Bilgi edinme hakkının özü olan bilgi, ilk insandan beri mevcut olan ama kıymeti bilinmeyen bir kavram idi. Kişisel verilerin de özünde bilgi bulunmasından hareketle bu verileri ilk insandan beri var olan veriler olarak anlamlandırabiliriz. Bilginin edinilmeye değer, kişisel verilerin ise korunmaya değer bir kavram olmaları aynı döneme denk gelmiştir. Tüm haklar, insanlar arası ilişkilerin ve toplumun gelişimi ile birlikte anlaşılır.

Toplumların gelişme aracı olan bilgi7 korunmaya değer hâle geldikçe bu kavramdan doğan haklar da önem kazanmaya başlamıştır. Bilgi edinme hakkı yönetimde gizliliği esas alan ve bilgi tekelini elinde bulunduran idarelerin artık bu hassasiyetlerini bir kenara bırakıp, topluma karşı açık, şeffaf, hesap verebilir olma vasıflarını yerine getirmeye ve tekelindeki bilgileri belli kişi veya kurumların keyfi olarak vermemeleri gerektiği noktada ortaya çıkmış ve bireylere haklarında devlet kuruluşları nezdinde tutulan bilgilere erişme, ulaşma, bunlar hakkında doğal olduğu üzere herkesten evvel bilgi sahibi olma şansı getirmiştir.8 Kişisel verilerin korunması hakkı ise başkalarına ait kişisel verileri elinde bulunduran kimselerin bilgiye erişme özgürlüğü ve bundan sağlayacakları muhtemel maddi ve manevi çıkarlar karşısında, kişisel veri sahiplerinin maddi ve manevi varlıklarının korunması ve bilgilerinin korunması kaygılarının giderilmesi ihtiyacının ortaya çıkması neticesinde bir ihtiyaç olarak ortaya çıkmıştır.9 ,10 Her iki hak alanının ortaya çıkması bakımından da hukuk devleti olmanın gerekliliklerinin ve gelişen teknoloji ile birlikte girilen bilgi çağının büyük etkisi olduğu söylenebilir.

Artık verinin yeni petrol olduğu,11 hatta daha ileri bir deyişle verinin yeni nükleer güç olduğu12 gerçeği karşısında kişiler, başkalarıyla ilgili bilgi edinme, başka bir yönden ise kendileriyle ilgili olabildiğince az bilginin bilinmesini sağlama çabasına girişmişlerdir.13 Bu döngü de bizim bir yanda bilgi edinme hakkının diğer yanda kişisel verilerin korunması hakkının korunması gerekliliğini idrak etmemizi sağlamıştır.

Hakların tarihçesine baktığımızda ise haklara duyulan ihtiyaç yönünden var olan kader birliğinin devam etmediği görülmektedir. Şöyle ki bilgi edinme hakkının ilk yansımaları onsekizinci yüzyılda olmak üzere 1766 yılında İskandinav ülkelerinden biri olan İsveç’te kendine yer bulurken,14 kişisel verilerin korunması hakkının ilk yansımaları için yirminci yüzyılı beklemek gerekmiştir.
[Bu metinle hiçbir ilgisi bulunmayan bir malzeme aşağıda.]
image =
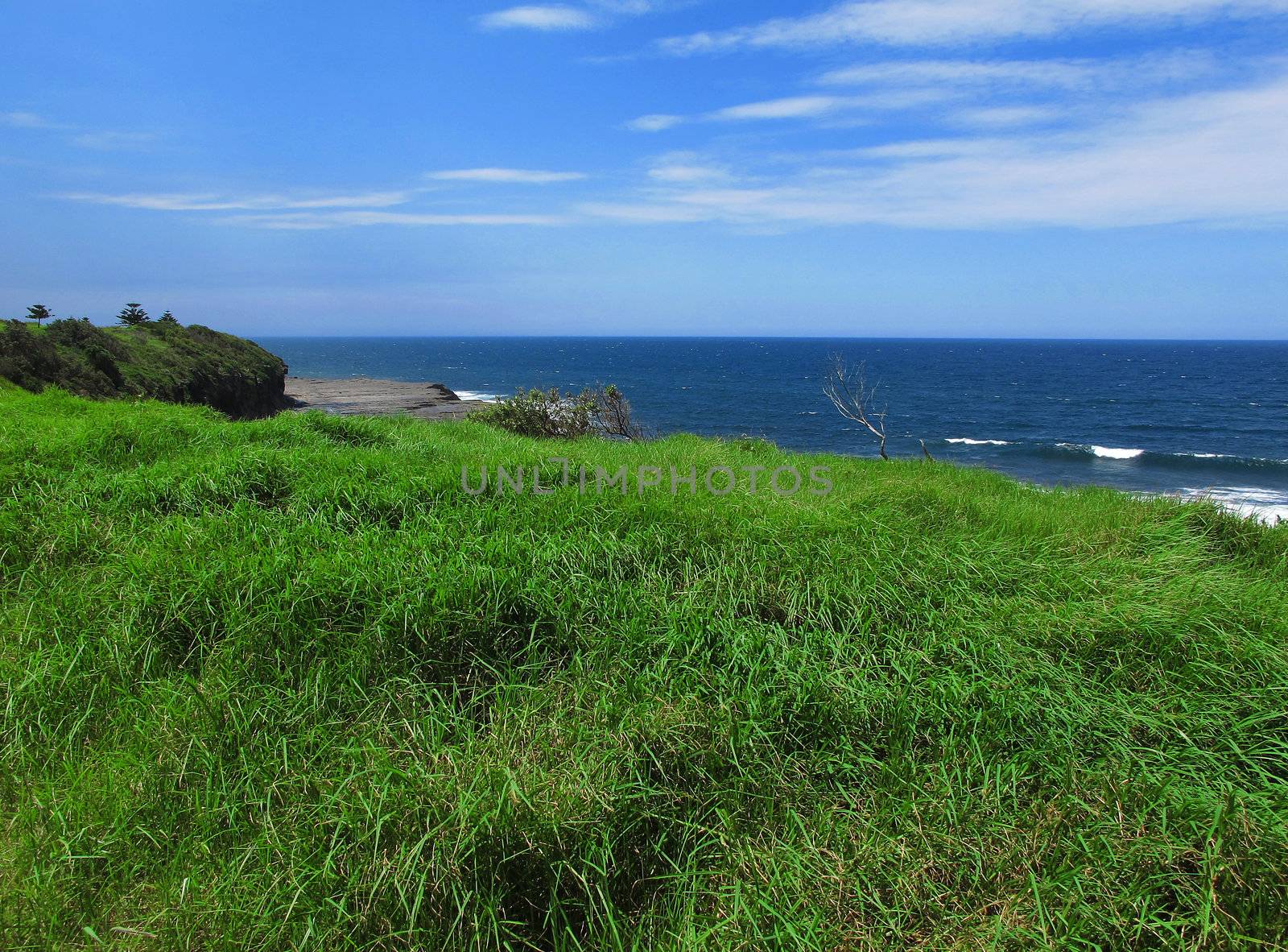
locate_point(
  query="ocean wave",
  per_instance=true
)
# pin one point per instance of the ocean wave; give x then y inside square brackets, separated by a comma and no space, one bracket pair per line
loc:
[1105,453]
[1249,501]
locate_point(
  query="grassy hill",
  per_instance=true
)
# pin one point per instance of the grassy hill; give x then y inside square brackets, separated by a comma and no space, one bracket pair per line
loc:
[283,685]
[180,365]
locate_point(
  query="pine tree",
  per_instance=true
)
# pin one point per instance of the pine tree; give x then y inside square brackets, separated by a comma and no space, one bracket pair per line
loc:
[133,315]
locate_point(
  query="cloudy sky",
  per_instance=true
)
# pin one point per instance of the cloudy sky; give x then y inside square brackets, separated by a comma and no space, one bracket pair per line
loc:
[884,168]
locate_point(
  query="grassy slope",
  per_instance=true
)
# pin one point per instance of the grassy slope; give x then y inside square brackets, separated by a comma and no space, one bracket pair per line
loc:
[283,683]
[180,365]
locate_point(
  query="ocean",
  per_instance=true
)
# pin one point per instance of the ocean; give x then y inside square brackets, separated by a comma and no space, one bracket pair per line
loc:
[1195,419]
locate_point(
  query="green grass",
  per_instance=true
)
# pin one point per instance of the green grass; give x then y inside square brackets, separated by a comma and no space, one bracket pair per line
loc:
[283,685]
[180,365]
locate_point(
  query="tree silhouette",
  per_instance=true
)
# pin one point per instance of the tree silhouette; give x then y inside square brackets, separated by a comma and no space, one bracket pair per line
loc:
[133,315]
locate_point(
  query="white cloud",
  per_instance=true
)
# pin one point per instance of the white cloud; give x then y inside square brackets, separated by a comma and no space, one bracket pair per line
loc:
[347,219]
[1051,72]
[506,176]
[924,22]
[27,120]
[549,19]
[686,168]
[114,142]
[1212,157]
[216,202]
[1002,116]
[1174,66]
[654,122]
[789,107]
[799,107]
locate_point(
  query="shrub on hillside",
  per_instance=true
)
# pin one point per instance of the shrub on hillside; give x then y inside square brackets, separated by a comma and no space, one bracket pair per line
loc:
[596,412]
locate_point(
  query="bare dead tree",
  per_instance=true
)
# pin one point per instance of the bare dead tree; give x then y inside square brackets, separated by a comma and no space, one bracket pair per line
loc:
[613,414]
[847,387]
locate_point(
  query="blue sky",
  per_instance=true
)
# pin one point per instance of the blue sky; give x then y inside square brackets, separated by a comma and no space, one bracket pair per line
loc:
[907,168]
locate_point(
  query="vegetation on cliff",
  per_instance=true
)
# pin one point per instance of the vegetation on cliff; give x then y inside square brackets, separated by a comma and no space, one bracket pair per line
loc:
[161,360]
[285,685]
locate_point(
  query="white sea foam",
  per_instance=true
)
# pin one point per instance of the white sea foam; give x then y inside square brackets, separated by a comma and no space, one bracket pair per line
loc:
[1249,501]
[1105,453]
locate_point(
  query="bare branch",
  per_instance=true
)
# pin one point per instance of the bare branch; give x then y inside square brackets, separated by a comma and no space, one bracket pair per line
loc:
[847,387]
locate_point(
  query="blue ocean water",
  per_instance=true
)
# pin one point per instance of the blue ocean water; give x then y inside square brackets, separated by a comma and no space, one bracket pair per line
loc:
[1188,418]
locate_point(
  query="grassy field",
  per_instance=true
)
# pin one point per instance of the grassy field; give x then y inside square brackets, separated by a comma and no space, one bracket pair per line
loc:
[163,361]
[283,685]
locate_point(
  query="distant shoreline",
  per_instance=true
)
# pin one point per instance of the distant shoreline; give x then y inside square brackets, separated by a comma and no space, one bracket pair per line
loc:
[375,397]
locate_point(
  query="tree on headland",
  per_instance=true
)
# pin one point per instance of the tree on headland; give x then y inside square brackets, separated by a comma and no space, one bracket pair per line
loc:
[847,387]
[132,315]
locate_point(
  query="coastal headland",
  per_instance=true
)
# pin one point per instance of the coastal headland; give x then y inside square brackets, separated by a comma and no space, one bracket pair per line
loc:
[371,397]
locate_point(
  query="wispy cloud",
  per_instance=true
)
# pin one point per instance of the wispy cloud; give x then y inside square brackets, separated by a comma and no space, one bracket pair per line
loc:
[1113,73]
[654,122]
[937,22]
[545,19]
[217,202]
[114,142]
[27,120]
[789,107]
[103,141]
[349,219]
[527,176]
[686,168]
[1208,157]
[796,107]
[590,14]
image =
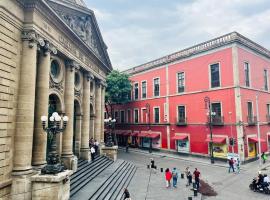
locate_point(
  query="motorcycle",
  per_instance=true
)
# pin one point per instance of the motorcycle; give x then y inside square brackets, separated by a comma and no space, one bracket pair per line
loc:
[260,187]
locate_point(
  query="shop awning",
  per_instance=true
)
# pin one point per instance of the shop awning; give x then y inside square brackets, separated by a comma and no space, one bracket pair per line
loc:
[217,140]
[180,137]
[255,139]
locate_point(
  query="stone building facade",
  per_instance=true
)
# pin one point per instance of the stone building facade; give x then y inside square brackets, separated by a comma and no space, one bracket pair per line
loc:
[52,58]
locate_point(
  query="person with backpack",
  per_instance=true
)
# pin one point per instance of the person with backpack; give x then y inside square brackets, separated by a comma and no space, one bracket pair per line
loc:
[231,165]
[168,177]
[175,177]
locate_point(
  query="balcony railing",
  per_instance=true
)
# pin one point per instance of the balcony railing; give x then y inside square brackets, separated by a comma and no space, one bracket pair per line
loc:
[252,120]
[216,120]
[182,121]
[268,119]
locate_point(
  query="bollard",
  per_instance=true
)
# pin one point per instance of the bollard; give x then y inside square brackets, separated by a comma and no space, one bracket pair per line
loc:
[195,192]
[182,176]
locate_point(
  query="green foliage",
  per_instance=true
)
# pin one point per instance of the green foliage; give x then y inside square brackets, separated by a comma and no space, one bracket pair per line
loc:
[118,88]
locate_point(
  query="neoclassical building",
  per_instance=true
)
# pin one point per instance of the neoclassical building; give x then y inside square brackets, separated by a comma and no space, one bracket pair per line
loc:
[52,58]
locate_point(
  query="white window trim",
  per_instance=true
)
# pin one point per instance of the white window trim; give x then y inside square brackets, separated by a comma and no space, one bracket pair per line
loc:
[177,82]
[177,118]
[210,77]
[145,89]
[134,116]
[154,119]
[154,86]
[134,90]
[249,74]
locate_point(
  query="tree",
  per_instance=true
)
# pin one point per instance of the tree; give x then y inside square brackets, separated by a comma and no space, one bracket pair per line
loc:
[118,90]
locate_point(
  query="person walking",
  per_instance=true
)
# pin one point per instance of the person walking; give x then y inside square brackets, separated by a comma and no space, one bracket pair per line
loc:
[168,177]
[175,177]
[231,165]
[196,174]
[188,176]
[92,151]
[264,157]
[126,194]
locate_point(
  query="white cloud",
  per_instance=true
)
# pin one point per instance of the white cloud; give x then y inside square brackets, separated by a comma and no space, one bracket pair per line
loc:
[135,36]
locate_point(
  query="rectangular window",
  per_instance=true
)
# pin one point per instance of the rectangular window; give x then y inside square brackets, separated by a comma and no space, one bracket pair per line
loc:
[136,116]
[136,91]
[144,89]
[156,115]
[122,116]
[216,109]
[215,77]
[247,82]
[128,117]
[250,109]
[181,82]
[181,114]
[265,76]
[156,87]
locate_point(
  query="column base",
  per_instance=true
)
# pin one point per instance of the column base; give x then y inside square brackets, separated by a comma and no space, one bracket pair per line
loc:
[21,185]
[70,162]
[84,154]
[110,152]
[53,187]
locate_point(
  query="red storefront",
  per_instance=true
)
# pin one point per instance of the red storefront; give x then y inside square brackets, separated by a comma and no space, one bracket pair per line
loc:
[168,105]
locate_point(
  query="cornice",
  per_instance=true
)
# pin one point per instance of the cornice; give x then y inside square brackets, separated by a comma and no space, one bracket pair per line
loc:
[229,38]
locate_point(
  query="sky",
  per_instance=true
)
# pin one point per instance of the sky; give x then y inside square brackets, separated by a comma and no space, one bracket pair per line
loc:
[138,31]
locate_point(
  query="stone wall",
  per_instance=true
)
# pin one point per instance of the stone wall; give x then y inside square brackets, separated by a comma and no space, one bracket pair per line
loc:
[10,50]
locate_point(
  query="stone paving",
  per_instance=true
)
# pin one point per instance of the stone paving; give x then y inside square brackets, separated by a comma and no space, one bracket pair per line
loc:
[228,186]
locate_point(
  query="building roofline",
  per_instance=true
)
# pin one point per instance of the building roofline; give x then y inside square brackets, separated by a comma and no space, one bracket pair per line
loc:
[229,38]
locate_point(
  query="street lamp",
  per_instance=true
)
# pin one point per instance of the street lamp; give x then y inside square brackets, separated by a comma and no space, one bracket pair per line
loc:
[111,123]
[210,113]
[53,165]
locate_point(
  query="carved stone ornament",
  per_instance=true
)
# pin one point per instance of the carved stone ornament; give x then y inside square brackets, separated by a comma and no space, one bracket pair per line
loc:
[57,86]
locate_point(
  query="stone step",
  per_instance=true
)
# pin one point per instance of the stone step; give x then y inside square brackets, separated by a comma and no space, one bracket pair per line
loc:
[88,173]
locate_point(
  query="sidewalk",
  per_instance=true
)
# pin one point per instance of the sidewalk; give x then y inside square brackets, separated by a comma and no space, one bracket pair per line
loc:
[203,161]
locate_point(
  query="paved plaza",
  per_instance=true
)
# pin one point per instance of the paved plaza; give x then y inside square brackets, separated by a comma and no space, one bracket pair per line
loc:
[150,186]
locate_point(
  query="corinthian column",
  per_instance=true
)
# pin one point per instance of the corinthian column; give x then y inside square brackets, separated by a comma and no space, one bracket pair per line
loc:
[86,117]
[67,138]
[41,107]
[23,138]
[98,110]
[102,111]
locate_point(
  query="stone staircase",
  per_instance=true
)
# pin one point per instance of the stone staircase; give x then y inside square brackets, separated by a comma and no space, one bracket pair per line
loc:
[106,185]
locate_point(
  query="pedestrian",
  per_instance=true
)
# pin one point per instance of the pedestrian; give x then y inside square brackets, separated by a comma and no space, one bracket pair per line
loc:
[168,176]
[96,144]
[175,177]
[126,194]
[238,165]
[188,176]
[231,165]
[264,157]
[92,150]
[196,174]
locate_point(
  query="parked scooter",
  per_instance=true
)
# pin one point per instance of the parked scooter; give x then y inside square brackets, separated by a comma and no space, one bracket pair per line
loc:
[263,188]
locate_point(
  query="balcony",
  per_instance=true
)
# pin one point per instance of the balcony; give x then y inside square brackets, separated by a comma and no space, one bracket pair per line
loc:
[216,120]
[182,121]
[268,119]
[252,120]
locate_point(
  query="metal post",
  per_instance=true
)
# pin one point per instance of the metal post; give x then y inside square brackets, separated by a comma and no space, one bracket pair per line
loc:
[258,128]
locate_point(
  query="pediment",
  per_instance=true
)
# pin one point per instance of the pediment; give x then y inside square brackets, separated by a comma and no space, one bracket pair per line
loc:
[83,24]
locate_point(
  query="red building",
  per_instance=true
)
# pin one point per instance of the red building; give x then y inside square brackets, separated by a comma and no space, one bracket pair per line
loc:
[168,102]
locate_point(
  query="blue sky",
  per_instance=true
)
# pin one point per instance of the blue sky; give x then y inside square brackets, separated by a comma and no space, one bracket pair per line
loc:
[138,31]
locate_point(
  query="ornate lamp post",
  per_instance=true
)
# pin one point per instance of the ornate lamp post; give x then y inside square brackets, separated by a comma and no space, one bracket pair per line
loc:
[208,107]
[53,162]
[111,123]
Zira kişisel verilerin korunmasına ait ilk düzenleme 1970 yılında Almanya’nın Hessen eyaletinde15 yapılmıştır. Ancak daha geniş bir düzlemden değerlendirme yapacak olursak, her iki hak alanının kökleri de insan hakları hareketlerinin başladığı İkinci Dünya Savaşı sonrasına dayanır16 ve bu hareketler sonucunda gelişmeye başlayan demokrasiler ışığında doğan bilgi toplumunun getirdiği gereklilik, her iki hak alanına da kaynak olur. Nitekim İsveç’teki ilk düzenleme karşısında bilgi edinme hakkının tam olarak yasalarda yerini almasının kişisel verilerin korunması hakkı gibi yirminci yüzyılın ortalarında mümkün olduğu gerçeği17 de her iki hak alanını tarihçe bakımından birbirine yanaştırmaktadır.